Protecting Wilderness and National Parks

Chief Scientist fails to ensure catchment protection

“The report into our drinking water supplies by our Chief Scientist, Prof. Mary O’Kane, is a disappointment.  The report failed to organise and present existing data on water losses, pollution, cliff falls, the swamp damage, cracked stream beds and Aboriginal heritage ruined,” Keith Muir director of the Colong Foundation for Wilderness said.

“Prof O’Kane has called for more studies and better organised data.  Surely the Prof. O’Kane appreciates that industry consultants cannot pass a smoking gun to Government by effectively monitoring catchment damage.  So where is the call for independent research?,” Mr Muir wonders.

“The Precautionary Principle also should have been part of Prof. O’Kane’s more studies must be done recommendations”, said Mr Muir.

“Instead, the review accepts the industry’s adaptive management principle. Yes, the coal industry has adapted to risk by increased longwall mining intensity in the catchments to the point where resultant damage is a great public concern.  The elevation of this so-called principle to something of importance demonstrates just how successful this ploy has been in hiding the increased catchment abuse for the last decade or so,” he said.

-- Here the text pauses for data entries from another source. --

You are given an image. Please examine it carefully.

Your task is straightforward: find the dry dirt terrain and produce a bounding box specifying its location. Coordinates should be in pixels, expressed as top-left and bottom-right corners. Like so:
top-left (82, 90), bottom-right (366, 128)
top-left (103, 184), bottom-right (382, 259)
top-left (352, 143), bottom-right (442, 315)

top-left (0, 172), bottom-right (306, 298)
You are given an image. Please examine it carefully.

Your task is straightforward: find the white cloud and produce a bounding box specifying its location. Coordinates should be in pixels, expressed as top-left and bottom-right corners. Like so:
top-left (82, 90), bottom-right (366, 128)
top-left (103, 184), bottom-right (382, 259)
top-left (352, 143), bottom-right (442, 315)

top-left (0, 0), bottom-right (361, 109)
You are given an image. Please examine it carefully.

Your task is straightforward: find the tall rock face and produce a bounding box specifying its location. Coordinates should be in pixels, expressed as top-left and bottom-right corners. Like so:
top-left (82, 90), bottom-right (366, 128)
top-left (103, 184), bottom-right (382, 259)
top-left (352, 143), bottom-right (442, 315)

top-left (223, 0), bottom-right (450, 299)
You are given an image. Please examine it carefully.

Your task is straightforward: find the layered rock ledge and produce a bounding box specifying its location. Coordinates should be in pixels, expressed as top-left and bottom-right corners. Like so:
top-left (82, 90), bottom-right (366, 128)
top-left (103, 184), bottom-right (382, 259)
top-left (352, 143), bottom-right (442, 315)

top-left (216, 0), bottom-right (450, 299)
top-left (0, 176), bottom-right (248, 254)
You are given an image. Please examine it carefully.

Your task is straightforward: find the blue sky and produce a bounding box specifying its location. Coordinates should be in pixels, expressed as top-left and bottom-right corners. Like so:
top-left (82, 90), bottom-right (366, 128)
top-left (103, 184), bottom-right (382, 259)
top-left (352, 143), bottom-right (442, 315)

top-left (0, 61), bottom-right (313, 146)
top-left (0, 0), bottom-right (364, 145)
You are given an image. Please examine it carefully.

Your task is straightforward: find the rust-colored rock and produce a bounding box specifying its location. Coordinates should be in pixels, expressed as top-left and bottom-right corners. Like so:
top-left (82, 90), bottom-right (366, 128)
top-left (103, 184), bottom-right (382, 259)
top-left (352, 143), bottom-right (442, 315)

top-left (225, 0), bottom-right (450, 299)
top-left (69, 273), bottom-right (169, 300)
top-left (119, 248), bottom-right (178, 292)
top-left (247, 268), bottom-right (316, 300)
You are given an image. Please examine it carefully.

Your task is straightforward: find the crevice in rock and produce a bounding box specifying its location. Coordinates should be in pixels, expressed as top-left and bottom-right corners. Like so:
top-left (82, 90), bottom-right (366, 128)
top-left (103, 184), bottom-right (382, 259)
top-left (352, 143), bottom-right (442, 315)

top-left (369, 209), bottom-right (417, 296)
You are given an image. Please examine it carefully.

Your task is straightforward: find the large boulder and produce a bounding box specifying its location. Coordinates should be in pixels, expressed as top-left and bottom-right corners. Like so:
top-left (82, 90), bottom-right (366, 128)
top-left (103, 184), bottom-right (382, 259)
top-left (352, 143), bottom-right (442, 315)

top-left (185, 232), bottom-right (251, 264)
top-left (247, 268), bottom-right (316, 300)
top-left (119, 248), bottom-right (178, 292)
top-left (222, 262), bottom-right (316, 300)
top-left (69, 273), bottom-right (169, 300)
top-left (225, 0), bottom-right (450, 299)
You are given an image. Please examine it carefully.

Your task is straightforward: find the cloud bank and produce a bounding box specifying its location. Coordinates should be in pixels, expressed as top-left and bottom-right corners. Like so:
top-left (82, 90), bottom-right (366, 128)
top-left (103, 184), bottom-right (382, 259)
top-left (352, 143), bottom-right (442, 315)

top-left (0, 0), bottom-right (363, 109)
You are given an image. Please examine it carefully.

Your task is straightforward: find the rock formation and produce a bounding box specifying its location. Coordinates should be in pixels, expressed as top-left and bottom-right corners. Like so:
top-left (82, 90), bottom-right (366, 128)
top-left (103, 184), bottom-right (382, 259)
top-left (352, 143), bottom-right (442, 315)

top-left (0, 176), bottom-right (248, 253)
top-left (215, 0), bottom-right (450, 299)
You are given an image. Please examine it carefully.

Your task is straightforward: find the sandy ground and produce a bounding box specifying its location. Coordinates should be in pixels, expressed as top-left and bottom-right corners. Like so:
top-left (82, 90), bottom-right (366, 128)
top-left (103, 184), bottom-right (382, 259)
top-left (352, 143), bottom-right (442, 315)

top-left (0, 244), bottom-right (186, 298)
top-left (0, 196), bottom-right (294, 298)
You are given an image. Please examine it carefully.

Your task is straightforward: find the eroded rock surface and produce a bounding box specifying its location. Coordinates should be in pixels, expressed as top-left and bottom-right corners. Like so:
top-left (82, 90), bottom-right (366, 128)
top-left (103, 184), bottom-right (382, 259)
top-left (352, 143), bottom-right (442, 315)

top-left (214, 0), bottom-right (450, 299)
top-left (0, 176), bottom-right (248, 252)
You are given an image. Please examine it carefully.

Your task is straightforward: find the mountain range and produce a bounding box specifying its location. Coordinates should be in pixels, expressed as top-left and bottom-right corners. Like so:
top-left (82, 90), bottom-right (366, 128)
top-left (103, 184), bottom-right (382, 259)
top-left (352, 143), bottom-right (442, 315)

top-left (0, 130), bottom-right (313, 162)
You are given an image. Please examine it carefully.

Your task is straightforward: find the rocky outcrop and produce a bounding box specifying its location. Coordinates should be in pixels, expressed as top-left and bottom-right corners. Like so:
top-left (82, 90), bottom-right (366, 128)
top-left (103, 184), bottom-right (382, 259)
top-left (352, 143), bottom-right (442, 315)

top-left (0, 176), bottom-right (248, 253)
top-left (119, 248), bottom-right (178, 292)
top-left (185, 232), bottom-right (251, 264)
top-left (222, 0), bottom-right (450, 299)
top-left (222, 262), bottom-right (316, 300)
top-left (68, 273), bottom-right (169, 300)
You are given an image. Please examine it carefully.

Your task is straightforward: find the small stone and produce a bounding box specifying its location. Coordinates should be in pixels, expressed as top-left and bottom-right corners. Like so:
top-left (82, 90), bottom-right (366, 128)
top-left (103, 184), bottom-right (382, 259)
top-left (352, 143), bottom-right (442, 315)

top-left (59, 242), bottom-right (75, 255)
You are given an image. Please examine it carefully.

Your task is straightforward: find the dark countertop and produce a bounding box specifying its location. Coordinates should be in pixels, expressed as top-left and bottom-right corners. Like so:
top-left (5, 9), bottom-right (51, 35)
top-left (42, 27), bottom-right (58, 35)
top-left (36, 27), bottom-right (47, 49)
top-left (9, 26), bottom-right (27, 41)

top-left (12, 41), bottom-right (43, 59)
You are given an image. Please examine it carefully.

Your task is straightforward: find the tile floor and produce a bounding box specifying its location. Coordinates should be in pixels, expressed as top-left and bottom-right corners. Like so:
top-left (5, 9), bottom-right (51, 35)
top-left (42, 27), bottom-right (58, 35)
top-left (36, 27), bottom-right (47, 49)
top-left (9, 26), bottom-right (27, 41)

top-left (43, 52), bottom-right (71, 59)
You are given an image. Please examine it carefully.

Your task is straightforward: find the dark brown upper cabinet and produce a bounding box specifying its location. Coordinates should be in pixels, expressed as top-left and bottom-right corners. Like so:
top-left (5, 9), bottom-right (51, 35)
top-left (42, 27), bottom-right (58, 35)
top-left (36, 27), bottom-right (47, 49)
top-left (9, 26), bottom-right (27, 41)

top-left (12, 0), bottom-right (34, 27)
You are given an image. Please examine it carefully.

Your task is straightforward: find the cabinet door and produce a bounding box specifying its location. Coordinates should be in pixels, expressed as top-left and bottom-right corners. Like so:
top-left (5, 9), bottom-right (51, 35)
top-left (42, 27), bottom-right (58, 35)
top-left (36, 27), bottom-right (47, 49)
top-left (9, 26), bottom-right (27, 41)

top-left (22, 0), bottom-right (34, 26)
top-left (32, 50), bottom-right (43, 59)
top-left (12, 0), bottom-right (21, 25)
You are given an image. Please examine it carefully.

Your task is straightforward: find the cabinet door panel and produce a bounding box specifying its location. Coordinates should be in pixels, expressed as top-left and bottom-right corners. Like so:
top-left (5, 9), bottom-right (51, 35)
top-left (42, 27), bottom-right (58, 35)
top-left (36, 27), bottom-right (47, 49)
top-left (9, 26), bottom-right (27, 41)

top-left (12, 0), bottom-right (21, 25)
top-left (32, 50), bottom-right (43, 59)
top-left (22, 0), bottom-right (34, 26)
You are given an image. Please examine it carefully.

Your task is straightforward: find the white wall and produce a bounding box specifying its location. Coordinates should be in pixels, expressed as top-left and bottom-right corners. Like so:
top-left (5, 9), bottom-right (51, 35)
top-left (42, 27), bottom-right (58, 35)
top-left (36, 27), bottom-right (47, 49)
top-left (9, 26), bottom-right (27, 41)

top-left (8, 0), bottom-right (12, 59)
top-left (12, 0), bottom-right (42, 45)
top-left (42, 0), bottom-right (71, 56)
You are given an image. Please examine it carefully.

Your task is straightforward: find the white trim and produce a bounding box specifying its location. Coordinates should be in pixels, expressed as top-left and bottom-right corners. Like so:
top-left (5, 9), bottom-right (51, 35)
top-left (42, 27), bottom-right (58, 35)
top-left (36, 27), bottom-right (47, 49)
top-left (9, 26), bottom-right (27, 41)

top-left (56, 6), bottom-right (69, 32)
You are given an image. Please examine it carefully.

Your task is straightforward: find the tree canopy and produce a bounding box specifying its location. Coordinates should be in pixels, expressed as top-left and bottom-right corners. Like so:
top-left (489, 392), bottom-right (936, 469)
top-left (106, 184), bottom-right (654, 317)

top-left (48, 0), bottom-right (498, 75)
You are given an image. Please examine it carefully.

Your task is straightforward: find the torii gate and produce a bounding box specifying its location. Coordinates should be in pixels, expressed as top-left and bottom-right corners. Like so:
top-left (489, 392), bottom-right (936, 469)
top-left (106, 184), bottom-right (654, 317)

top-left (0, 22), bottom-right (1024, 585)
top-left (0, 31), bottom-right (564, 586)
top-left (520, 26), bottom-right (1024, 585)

“A clear trend line exists between mining intensity and mining damage, so why was this not examined across time by the Chief Scientist?”, Mr Muir asked. 

“Alarmingly this review apparently condones on-going damage to nationally endangered swamps.  Damage to such nationally heritage is an offence under the Federal Environment Protection and Biodiversity Conservation Act, 1999.  Now that NSW is in control of national heritage, it’s R.I.P. swamps and the essential role they play in the catchment”, said Mr Muir.

”Sydney is extremely lucky to have near-pristine water supply catchments, and these catchments must be protected for all time.  Proposals to build giant artificial kidneys to treat polluted water supplies after mining abuse may sound great, but technology is no substitute for the pristine water catchments we must pass on to prosperity,” Mr Muir said.